Wie mehrere deutsche Zeitungen (Taz, FAZ) und der britische ‘The Guardian’ am 15.08.2023 berichten, wurde von der nordirischen Polizei (PSNI) versehentlich am 8. August 2023 ein Datensatz mit mehr als 10.000 personenbezogenen Daten von Polizeibeamten ins Internet gestellt. Die Informationen im geleakten Datensatz sollen: Name, Rang, Abteilung und Dienstgrad enthalten, wie der Polizeisprecher Gerry Kelly in einem Interview mitteilte. Dies war bereits der zweite Datenverlust des PSNI seit dem 6. Juli 2023, als aus einem Privat PKW (vermutlich eines PSNI Mitarbeiters) ein Laptop und Dokumente entwendet wurden, welche die Identifikation laut The Guardian von 200 Polizei Beamten ermöglichte.

Wie weiter mitgeteilt wurde haben 3.000 Beamte sich rasch beim Polizeiverband mit Besorgnis über die eigene Sicherheit wegen der Datenverluste geäußert – und Verfahren zu Schadensersatzforderungen eingeleitet, die von britischen Anwälten auf mehrere 10 Millionen Pfund geschätzt werden.

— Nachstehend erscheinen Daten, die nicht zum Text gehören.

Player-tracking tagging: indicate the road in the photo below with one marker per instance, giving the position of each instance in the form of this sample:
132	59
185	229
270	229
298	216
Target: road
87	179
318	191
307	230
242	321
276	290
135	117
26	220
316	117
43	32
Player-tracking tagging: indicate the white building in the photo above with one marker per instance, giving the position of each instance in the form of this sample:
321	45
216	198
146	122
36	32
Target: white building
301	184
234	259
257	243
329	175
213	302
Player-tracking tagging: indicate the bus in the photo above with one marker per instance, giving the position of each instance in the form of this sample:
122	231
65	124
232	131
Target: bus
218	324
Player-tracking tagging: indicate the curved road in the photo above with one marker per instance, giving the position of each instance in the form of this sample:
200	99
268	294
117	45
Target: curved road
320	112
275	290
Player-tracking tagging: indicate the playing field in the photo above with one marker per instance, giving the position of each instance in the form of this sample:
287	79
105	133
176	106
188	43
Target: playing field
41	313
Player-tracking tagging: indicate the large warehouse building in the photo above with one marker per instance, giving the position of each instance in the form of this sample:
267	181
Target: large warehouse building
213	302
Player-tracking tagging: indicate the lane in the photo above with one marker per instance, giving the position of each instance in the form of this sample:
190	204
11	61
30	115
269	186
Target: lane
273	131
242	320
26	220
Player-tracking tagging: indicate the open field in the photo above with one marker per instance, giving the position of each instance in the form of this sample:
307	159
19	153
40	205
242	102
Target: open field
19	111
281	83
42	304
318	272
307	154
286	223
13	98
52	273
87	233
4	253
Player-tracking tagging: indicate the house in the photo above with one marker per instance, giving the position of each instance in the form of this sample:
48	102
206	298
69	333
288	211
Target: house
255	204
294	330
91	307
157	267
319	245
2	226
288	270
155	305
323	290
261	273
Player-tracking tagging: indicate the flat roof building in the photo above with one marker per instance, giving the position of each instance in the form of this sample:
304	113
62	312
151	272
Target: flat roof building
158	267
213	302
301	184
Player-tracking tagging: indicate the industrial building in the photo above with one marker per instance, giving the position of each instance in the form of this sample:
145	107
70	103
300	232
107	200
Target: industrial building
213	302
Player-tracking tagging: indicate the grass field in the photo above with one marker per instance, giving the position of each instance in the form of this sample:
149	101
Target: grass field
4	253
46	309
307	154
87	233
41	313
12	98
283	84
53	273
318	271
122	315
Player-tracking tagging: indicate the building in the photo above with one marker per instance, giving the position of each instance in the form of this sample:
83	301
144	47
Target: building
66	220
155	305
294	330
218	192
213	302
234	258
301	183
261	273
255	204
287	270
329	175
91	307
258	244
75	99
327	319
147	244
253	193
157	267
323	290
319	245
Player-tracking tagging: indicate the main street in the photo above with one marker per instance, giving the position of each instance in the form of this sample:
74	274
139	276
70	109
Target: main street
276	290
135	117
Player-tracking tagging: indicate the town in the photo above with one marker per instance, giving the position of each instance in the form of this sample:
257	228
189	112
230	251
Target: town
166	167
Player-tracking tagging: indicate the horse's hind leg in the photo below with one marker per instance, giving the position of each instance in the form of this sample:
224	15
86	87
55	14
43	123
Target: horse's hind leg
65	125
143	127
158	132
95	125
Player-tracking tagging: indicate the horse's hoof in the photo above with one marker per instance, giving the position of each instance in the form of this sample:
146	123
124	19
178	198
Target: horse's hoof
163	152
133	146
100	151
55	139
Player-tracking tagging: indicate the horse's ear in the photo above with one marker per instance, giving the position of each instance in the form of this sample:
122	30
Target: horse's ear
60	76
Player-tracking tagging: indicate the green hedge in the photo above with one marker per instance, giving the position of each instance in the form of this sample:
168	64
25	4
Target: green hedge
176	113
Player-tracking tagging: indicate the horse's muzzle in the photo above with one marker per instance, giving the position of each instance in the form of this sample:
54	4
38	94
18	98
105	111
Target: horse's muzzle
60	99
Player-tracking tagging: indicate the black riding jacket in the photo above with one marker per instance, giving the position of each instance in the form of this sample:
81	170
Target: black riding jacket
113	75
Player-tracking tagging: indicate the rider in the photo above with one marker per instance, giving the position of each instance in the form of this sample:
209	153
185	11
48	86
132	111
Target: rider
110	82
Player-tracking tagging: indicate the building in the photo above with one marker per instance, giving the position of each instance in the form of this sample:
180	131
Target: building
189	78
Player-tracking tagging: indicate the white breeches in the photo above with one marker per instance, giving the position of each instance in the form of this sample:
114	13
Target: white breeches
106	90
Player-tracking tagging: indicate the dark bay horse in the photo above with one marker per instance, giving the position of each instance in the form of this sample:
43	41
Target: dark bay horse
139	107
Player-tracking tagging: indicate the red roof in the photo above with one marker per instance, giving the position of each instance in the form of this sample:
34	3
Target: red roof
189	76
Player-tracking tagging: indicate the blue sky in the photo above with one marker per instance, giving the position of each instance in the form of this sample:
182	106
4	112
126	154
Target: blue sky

Knapp 2.000 Beamte sehen sich in der persönlichen Sicherheit durch den Datenverlust bedroht. Die PSNI und Security Analysten sehen vor allem Terroristen als Nutznießer der geleakten Informationen die diese Informationen verwenden können um PSNI Beamte zu identifizieren und unter Druck zu setzen.

Informationen über die technische Art wie der ‘systematische Datenverlust’ zustande kam wurden nicht veröffentlicht. Menschliches oder technisches Versagen, oder Beides, kann zum aktuellen Zeitpunkt jedoch nicht ausgeschlossen werden.

Welche möglichen Fehler und Qualitätsmängel könnte man aus den News ableiten?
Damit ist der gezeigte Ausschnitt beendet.